Ratings Recap: Mercer Group, CAMICO, First Jersey

June 23, 2010

A.M. Best Co. has revised the outlook to stable from negative and affirmed the financial strength rating of ‘A’ (Excellent) and issuer credit ratings (ICR) of “a” of the New Jersey-based Mercer Insurance Group. The ratings also apply to the following four inter-company reinsurance pool members: Mercer Insurance Company (Lock Haven, PA), Mercer Insurance Company of New Jersey, Inc. (Pennington, NJ), Franklin Insurance Company (Lock Haven, PA) and Financial Pacific Insurance Company (FPIC) (Rocklin, CA). Best also revised the outlook to stable from negative and affirmed the ICR of “bbb” of Mercer Insurance Group, Inc. “The revised outlook reflects Mercer’s ” improved level of capitalization in 2009 as surplus grew due to profitable after-tax operating results, a capital contribution from its parent and a decrease in the group’s non-admitted deferred tax assets,” Best explained. “In addition, the equity in the group’s fixed income portfolio significantly improved during the year, further bolstering economic capital. Best said that the ratings reflect Mercer’s “favorable capitalization, solid operating performance and conservative management philosophy. The group continues to record favorable underwriting results, which have been an important driver of strong pre-tax returns on both revenue and surplus that either meet or exceed industry peers.” As offsetting factors, best cited Mercer’s “elevated expense structure and the risks associated with possible further adverse development on its construction defect liabilities. These concerns are partially mitigated by the strong expense control initiatives implemented during 2009 that resulted in a reduction in the expense ratio, despite a modest decline in net premium volume, historically strong reserve positions taken on more recent accident years and the fact that its construction defect claims are reserved above the actuarial mid-point suggested by its outside actuaries.” Best said the rating outlook reflects its expectations that “strong earnings will continue to add to Mercer’s capital base, further protecting the capital position against potential volatility in both the capital markets and loss reserve position.”

A.M. Best Co. has revised the outlook to negative from stable and affirmed the financial strength rating of ‘B++’ (Good) and issuer credit rating of “bbb” of Calif.-based CAMICO Mutual Insurance Company. The ratings reflect CAMICO’s “appropriate risk-adjusted capital, strong market presence and historically high policyholder retention,” Best said. The rating agency also noted that it recognizes CAMICO’s “long-term commitment to supporting its members, providing policyholders with dedicated risk management and claims services and the benefits of new programs to reduce retained risks. However, “CAMICO’s recent unfavorable operational performance, including increases in claim frequency and high profile exposures,” should be considered as offsetting factors. In addition, Best cited “declines in investment results and increases in reserve allocations in the most recent years,” which have led to deteriorating results. Best explained that the negative outlook recognizes that CAMICO’s “current position is susceptible to short-term adverse changes in its operating environment.
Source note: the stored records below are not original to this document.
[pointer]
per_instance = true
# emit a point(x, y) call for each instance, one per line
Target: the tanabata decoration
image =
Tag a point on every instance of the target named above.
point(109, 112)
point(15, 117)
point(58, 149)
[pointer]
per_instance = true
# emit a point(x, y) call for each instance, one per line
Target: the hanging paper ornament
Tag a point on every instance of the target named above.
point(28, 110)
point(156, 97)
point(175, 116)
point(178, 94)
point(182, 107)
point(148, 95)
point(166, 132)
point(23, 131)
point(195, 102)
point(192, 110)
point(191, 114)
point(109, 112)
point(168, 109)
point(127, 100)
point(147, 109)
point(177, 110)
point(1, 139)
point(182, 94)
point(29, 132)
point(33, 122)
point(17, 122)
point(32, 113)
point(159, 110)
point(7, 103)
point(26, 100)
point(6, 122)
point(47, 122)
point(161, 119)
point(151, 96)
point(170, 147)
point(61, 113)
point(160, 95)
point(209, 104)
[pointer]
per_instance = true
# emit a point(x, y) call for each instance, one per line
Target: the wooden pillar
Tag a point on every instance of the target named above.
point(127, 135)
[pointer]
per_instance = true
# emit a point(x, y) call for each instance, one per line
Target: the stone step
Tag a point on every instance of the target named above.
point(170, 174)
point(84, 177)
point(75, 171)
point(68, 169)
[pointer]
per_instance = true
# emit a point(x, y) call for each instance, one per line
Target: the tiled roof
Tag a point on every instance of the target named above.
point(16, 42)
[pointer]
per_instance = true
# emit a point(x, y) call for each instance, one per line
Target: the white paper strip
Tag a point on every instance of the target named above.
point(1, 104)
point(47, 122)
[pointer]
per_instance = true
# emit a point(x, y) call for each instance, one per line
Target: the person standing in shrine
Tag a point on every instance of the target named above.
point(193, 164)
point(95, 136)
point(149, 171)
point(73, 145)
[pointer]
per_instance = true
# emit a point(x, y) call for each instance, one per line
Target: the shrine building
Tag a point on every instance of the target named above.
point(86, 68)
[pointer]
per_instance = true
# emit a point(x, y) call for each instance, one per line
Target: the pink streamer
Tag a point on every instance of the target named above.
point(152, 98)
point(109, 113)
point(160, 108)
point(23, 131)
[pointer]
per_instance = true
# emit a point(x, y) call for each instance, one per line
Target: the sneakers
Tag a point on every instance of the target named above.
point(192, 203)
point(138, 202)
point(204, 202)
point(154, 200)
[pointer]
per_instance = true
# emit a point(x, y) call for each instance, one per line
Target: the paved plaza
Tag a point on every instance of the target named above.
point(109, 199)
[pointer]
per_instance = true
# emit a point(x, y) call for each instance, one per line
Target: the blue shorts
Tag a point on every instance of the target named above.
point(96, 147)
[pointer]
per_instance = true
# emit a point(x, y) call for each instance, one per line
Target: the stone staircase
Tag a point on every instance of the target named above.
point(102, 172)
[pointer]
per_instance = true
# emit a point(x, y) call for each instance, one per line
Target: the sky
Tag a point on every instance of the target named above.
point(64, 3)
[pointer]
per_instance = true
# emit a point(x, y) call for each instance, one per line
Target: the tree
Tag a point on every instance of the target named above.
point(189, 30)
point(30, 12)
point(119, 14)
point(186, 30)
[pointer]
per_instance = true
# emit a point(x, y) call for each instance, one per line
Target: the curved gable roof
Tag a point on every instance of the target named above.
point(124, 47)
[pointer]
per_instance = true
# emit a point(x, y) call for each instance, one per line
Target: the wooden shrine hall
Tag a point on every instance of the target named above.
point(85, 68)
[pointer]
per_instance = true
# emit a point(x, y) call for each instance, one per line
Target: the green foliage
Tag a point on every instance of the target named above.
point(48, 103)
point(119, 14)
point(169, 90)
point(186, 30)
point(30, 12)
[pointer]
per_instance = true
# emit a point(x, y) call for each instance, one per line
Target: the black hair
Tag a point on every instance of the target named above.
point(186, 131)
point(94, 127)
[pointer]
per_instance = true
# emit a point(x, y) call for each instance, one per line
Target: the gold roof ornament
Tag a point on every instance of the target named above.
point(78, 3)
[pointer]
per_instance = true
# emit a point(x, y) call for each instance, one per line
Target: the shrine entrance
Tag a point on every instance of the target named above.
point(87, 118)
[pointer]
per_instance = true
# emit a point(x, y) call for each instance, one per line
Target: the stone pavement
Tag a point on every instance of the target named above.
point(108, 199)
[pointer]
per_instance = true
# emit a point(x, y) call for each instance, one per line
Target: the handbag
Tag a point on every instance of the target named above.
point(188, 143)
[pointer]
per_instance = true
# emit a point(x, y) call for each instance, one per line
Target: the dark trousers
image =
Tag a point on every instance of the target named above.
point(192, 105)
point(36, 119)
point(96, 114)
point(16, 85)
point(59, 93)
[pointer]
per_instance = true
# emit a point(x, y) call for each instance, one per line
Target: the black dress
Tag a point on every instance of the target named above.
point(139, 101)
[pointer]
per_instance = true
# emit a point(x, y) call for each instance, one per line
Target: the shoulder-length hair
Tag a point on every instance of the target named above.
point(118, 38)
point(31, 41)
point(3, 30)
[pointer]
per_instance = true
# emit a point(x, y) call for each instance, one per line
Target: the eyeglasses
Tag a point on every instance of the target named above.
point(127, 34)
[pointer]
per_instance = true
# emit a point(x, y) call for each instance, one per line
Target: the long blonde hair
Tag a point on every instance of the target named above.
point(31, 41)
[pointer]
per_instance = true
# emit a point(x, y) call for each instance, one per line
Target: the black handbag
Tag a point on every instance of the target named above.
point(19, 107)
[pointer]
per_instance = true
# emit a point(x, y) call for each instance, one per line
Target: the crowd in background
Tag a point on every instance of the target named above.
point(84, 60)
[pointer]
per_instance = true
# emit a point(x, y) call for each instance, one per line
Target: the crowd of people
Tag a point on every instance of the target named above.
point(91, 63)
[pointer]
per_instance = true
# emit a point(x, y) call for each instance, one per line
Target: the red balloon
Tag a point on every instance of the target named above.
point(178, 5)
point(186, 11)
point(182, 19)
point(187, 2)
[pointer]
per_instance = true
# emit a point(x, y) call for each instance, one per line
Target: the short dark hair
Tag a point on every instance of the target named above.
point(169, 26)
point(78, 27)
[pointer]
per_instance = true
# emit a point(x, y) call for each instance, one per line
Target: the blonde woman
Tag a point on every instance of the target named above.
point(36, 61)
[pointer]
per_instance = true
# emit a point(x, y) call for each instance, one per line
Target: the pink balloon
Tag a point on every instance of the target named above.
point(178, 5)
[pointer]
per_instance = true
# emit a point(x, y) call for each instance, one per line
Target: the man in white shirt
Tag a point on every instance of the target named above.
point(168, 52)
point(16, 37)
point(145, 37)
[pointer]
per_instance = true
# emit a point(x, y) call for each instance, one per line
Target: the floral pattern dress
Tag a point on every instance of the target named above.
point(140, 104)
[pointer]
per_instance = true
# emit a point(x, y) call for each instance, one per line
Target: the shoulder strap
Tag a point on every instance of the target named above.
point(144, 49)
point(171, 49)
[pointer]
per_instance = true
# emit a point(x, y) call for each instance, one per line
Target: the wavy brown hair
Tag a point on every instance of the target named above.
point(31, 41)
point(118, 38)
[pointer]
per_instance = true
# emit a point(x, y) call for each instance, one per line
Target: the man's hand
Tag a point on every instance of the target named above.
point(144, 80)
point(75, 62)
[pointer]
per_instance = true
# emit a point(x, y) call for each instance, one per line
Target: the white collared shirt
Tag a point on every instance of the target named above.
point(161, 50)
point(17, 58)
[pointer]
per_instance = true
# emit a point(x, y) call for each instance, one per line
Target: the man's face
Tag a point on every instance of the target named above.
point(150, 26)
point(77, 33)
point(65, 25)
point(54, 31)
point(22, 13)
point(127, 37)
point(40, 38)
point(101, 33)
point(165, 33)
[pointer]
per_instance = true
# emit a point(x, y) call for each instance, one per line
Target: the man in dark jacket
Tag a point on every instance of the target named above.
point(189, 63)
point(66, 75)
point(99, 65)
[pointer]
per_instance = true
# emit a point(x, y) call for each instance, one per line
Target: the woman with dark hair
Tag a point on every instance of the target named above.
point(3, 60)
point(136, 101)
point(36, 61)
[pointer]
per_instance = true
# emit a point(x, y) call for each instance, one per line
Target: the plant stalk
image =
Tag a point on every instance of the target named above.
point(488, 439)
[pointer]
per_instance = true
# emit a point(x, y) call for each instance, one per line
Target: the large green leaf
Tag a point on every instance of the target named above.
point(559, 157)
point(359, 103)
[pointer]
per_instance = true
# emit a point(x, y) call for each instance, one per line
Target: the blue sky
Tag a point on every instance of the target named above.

These include adverse development in claim severity and frequency, lower than optimal investment returns and commission and fee based income falling short of projections. Management has taken steps to improve profitability and protect capital; however, the ratings are dependent on the company’s ability to generate positive operating results, favorable reserve development and growth in policyholder surplus.”

A.M. Best Co. has revised the outlook to negative from stable and affirmed the financial strength rating of ‘B+’ (Good) and issuer credit rating of “bbb-” of First Jersey Casualty Insurance Company. The negative outlook reflects “FJCIC’s significant underwriting and operating losses in 2009,” said Best. It explained that the “poor performance was caused by adverse loss reserve development, primarily on the 2003 to 2007 accident years, for which FJCIC maintained excess of loss reinsurance. Best added that it is concerned that a “continuation of recent operating losses could cause a decline in FJCIC’s risk-adjusted capitalization to a level of capitalization not commensurate with its current ratings. The ratings also recognize FJCIC’s adequate capitalization, which benefited from a $1 million equity infusion in 2009, and the long-standing relationship FJCIC has with its affiliated agency, Restaurant Coverage Associates, Inc.”